Building trades unions are among the biggest backers for the proposed Pride of the Prairie solar complex but not all of them – at least not in the project’s present form.
The Mid-America Carpenters Regional Council, which includes Carpenters Local 174 in Joliet, was among those objecting to the 6,100-acre project during a public hearing this week.
The carpenters union is not against Earthrise Energy building the solar complex, however. They want to be part of the job.
“This project here is basically limited to three trades,” Anthony Jankowski, director of business development with Mid-America Carpenters, said Monday at the public hearing. “Why aren’t you including the Will County Carpenters?”
Jankowski said the Carpenters union will object again Thursday when a Will County Board committee considers the Pride of the Prairie complex and a separate 2,400-acre Plum Valley Solar project planned by Earthrise Energy.
The Will County Board Planning and Zoning Commission voted 4-2 on Tuesday to recommend rejection of a special use permit needed to build the Pride of the Prairie project.
The full County Board will have the final say.
The projects would create hundreds of construction jobs.
Earthrise has a labor agreement for both projects with three unions: Laborers, Operating Engineers and the International Brotherhood of Electrical Workers.
Jankowski said the carpenters’ union typically does mechanical work on solar projects and should be part of the Earthrise contracts in Will County.
He contends that limiting the contract to three unions will lead to bringing in workers from outside the area to get the solar complex built because of the number of construction projects in the works in Will County.
“It bottlenecks the workforce,” Jankowski said later in an interview. “We want to keep the jobs local.
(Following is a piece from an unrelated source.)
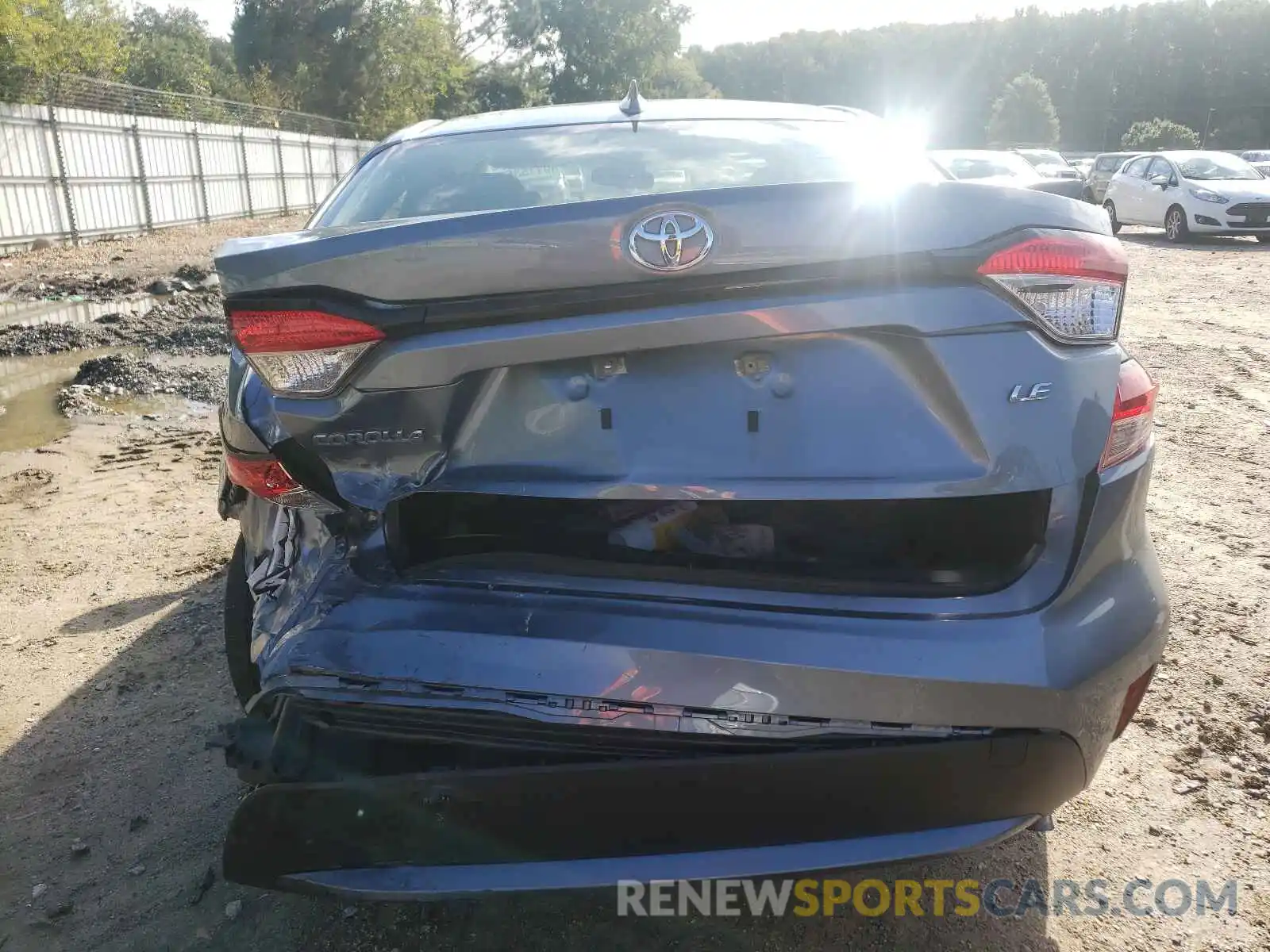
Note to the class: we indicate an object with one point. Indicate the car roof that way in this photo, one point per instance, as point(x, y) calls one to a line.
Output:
point(1183, 154)
point(652, 111)
point(972, 152)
We think no one should be objecting to that.”
The Pride of the Prairie project is estimated to generate 600 construction jobs.
Opponents of the project at the public hearing at times dismissed the construction jobs as temporary.
Union representatives emphasized that their full-time work depends on such construction projects.
“Please know that the men and women in the building trades work on certain jobs and then move on to other jobs,” Paul Gerhmann, communications director for the Chicago Area Laborers-Employers Cooperation and Education Trust, told the commission on Tuesday. “It’s what we do. It’s the nature of the trades.”